Now Playing: Dim Tim and the Vortex of Doom.
Dear Word Detective: We are being swamped daily with dire news from the financial markets of the world. Stock markets fall into bottomless pits, then we get “dead cat bounces.” I can work that one out. But we also get “bull” markets and “bear” markets. “Bull” seems reasonable, someone charging about buying everything they can lay their hands on. But “bear”? What is so shy and retiring about a bear that makes them sell everything in sight? I think, given the choice, I’d rather be in a field with a bull than a grizzly! Come to think of it, where does “grizzly” come from? There’s me getting my two questions in one. — David, Ripon, England.
Hmm. That seems more like four or five questions, but I’ve never been good with figures, which is how we got in this mess to start with. Yes, folks, it’s all my fault. I was in the supermarket a few months ago and saw one of those “Buy two, get one free with double gas rewards and a Popsicle” specials on cat food. But, over the vigorous protests of the cashier, I only bought one bag, a reckless act which apparently tipped a very delicate balance somewhere in Zurich and sent the world economy plunging into Lake Fuhgeddaboudit. Sorry about that.
Onward. Most people who pay any attention at all to the stock markets know that it’s common to hear the markets on a given day described as either “bullish” (marked by rising stock prices) or “bearish” (showing a tendency toward falling prices). “Bullish” and “bearish” are also used as shorthand for “optimistic” and “pessimistic,” respectively. The slogan of Merrill-Lynch, for example, has for many years been “Merrill-Lynch is bullish on America” (although how that fits with the recent collapse of the firm and its sale to Bank of America remains to be seen).

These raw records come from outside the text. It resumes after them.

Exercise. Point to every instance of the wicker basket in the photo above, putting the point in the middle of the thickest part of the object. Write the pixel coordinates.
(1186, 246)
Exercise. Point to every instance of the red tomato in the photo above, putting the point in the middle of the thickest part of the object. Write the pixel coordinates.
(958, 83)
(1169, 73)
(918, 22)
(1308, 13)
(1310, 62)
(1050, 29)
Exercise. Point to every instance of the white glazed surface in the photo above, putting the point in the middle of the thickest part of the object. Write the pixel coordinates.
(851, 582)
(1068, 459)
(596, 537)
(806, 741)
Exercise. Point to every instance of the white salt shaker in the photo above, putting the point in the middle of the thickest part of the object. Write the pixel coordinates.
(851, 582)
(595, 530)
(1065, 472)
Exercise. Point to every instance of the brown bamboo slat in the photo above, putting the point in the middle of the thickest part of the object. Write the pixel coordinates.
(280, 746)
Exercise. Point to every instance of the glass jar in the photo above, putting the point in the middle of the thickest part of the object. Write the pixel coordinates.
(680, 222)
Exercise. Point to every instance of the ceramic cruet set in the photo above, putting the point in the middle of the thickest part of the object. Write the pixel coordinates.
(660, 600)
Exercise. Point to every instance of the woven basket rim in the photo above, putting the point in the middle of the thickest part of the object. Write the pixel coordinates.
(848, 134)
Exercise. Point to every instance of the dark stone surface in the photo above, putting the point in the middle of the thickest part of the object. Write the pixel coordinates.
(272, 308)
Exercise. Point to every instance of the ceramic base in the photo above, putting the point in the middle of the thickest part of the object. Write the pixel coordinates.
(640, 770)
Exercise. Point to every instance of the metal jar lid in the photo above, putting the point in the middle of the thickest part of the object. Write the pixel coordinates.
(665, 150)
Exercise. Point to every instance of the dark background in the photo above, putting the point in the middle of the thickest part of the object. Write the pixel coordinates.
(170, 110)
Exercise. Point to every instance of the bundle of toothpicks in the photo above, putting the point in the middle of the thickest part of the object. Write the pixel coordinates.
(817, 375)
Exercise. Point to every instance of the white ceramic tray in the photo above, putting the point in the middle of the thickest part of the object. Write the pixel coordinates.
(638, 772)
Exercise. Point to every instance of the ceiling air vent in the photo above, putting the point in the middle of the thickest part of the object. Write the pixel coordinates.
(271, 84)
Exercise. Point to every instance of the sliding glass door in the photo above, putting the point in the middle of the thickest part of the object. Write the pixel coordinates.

“Bear” as applied to an investor or stock trader dates back to the early 18th century, and comes from the adage “Don’t sell the bearskin before you’ve shot the bear.” This is essentially what market “bears” do, selling stock they do not own for delivery at a future date, betting that by then the price will have dropped, giving them a profit on the trade. This is also known as “short selling,” because the seller is “short” the actual shares at the time of sale. Such “bearish” sellers were actually known on the 18th century London stock exchange as “bearskin jobbers,” later shortened to simply “bears.”
Bulls do the opposite, buying shares now on the hope that the price will rise. Various theories have been offered as to why “bull” was picked as the opposite of “bear.” Both bull-baiting and bear-baiting were popular “sports” at the time, making the animals convenient symbols. It’s also true that real bears tend to be cagier and more cautious than bulls, who tend to charge first and think later, if at all. And, of course, the fact that the phrase “bulls and bears” is alliterative certainly doesn’t hurt.
As for “grizzly” bears, they take their name from the gray or “grizzled” (from the Old French “gris”) tips on their fur. They are also known as “silvertip” bears.